理学療法士として日本代表チームにご帯同された経験や、選手として国際大会に出場経験を持たれる佐久間英祥さんから、怪我の基礎知識や予防についてのご寄稿を頂きました。

今回は第3段の記事となります。

※過去の記事はこちら


目次

  1. 理学療法士の役割
  2. 違和感を感じたら…
    • 練習中の違和感
    • 試合中の違和感
    • 指導者目線で子供の怪我について
  3. 怪我をしてしまったときの選手自身の受け止め方
  4. 理学療法士のやりがい
    • 私自身の怪我について
    • 理学療法士のやりがい
    • 理学療法士の目線で感じること

理学療法士の役割

理学療法士はPhysical Therapist(フィジカル・セラピスト/PT)とも呼ばれます。

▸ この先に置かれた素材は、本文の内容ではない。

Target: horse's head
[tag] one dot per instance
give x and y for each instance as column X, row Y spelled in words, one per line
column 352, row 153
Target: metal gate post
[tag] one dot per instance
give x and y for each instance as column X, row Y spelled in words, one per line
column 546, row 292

その役割は、『ケガや病気などで身体に障害のある人や障害の発生が予測される人に対して、基本動作能力の回復や維持、および障害の悪化の予防を目的に、運動療法や物理療法などを用いて、自立した日常生活が送れるよう支援する医学的リハビリテーションの専門職』*です。

*日本理学療法士協会より引用

理学療法の対象となるのは怪我や病気により障害のある方がほとんどですが、現在は怪我の予防にも携わる機会が増えています。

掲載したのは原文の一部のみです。